I recently posted about the Blackberry Thunder aka the touchscreen Blackberry and wanted to continue on the post. The challenge for RIM is to develop a product that can compete with the iPhone which is clearly the gold standard for a touchscreen device. This will be an interesting challenge on numerous levels.
First, RIM’s history is in making business email devices. The Blackberry is widely used in corporate America and is valued for how well it integrates with email and Exchange and Notes. The needs of these constituents is primarily business oriented and so the phones have not had the best multimedia or web features because historically those were not priorities. This will need to change dramatically if the device is supposed to realistically compete with the iPhone. This is not a simple task and will take serious development work.
Second, RIM’s history has always been with physical keypads. Every device they have shipped either has a QWERTY keypad or SureType pad. With the Thunder, they are trying to do away with it and take advantage of a touchscreen for navigation. This brings some interesting challenges because the way you interact with a keypad and the trackball in a traditional BB is very different from the way you would interact with a full touchscreen. It is unclear how well RIM will make this transition. Will the touchscreen simply be a weak add-on to replace the trackball as most touchscreen devices have been or will they re-think the interface fully and use the new interface to provide unique features and ease of navigation as Apple has done. If you want my opinion, I think that it will be too hard to make a quantum leap in interface and so I think that it will be the former.
Finally, as I previously posted, touchscreen devices have had very little penetration in the enterprise. It will be particularly interesting to see how the 3G iPhone and more importantly the Thunder changes that. Will these devices be compelling enough to convince people to ditch their keyboard devices? Will RIM provide enough value add in the device to make it worthwhile to switch from an existing Blackberry? These questions are not clear. One could clearly imagine how the iPhone’s penetration could accelerate in the enterprise given the clean sheet of paper approach that Apple took in designing, will the Thunder show the same revolutionary improvement particularly since it lacks a keyboard?
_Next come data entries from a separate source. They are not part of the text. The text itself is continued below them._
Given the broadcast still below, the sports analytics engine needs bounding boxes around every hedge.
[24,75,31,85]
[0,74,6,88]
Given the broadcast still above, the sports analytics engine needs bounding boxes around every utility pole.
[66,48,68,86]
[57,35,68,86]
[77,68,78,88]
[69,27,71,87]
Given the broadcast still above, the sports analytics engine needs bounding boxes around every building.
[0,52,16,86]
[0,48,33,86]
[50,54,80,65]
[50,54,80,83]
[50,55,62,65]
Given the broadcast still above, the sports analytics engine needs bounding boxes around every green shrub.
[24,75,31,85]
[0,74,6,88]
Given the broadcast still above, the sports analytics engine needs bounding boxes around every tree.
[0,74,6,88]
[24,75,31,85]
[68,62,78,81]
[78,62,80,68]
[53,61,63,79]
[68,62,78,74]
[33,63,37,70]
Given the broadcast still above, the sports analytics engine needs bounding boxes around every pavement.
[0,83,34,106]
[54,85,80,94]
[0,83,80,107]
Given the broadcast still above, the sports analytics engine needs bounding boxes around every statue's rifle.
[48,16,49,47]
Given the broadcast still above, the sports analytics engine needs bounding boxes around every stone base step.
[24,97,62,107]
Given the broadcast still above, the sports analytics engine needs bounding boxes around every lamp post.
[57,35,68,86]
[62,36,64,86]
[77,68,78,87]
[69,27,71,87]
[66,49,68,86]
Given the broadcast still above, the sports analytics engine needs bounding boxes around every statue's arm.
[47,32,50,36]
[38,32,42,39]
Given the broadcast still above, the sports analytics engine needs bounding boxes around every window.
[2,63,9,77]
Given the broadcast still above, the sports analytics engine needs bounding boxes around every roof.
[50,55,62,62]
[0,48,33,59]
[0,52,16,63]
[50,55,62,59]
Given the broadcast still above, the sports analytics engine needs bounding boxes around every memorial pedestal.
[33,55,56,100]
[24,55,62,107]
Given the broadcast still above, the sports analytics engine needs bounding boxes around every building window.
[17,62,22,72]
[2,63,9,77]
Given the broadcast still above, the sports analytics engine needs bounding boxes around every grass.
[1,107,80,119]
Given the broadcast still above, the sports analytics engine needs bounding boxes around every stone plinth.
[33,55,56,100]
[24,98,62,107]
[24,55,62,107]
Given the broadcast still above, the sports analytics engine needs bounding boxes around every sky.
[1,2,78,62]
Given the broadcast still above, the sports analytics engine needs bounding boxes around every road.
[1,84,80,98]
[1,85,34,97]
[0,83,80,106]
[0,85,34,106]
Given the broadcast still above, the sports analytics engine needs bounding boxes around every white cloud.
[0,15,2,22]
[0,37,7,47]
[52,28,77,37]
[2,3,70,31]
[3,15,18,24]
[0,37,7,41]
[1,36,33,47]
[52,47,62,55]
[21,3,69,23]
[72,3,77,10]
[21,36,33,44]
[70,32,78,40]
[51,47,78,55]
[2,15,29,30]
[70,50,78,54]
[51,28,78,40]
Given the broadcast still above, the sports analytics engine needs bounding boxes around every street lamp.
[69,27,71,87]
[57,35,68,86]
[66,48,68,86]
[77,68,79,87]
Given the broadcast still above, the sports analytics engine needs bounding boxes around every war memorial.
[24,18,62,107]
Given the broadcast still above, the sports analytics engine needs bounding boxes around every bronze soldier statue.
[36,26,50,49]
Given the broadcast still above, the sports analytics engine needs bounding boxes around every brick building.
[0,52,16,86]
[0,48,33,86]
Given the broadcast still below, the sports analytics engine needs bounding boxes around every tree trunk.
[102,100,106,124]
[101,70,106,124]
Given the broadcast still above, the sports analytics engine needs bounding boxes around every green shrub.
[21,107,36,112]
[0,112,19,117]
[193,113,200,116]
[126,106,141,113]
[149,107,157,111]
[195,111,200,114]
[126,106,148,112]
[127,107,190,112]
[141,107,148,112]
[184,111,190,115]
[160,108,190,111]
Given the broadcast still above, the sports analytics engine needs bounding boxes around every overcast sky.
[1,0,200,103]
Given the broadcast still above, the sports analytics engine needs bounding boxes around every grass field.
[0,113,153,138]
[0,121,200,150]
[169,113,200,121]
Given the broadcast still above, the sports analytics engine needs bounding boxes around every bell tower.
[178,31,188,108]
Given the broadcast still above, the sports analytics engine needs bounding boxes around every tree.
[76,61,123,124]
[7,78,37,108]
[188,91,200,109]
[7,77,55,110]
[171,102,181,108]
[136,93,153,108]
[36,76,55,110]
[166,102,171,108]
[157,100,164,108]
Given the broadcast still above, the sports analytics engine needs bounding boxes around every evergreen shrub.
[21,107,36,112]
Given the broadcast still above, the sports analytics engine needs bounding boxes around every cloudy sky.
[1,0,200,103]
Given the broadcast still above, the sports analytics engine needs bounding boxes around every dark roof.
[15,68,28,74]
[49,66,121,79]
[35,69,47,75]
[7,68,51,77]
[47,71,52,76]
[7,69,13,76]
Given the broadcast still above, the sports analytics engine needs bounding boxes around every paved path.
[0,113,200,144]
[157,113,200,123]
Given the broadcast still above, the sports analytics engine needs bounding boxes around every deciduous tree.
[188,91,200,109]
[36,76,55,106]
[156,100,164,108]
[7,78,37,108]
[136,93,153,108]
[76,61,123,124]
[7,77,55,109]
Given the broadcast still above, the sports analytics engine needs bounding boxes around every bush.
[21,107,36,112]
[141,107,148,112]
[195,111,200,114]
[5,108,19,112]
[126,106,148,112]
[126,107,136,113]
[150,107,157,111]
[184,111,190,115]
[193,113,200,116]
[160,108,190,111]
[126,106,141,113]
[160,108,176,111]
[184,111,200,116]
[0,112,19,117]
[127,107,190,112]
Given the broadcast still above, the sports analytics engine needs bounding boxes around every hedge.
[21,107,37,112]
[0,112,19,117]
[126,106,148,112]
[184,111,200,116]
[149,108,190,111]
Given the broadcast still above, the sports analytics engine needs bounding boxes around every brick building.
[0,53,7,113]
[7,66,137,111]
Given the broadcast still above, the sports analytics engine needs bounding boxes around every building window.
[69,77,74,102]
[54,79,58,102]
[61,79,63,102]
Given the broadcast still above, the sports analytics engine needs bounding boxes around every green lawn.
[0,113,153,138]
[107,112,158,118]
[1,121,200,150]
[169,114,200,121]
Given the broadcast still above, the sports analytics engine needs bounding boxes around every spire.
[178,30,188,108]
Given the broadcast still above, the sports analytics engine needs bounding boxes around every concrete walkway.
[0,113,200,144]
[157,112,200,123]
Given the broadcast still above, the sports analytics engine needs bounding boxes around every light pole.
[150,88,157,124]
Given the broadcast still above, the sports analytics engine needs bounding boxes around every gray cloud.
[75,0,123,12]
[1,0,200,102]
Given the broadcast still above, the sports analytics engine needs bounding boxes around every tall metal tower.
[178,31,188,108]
In short there are still many interesting questions out there pertaining to the new Blackberry Thunder. It is doubtful that we will get concrete answers to these questions until we see the first actual reviews of the Thunder and maybe not even until it ships. Until then, all we can do is speculate and watch what happens with the launch of the 3G iPhone. It could emerge is a serious competitor to the Blackberry franchise if it takes off.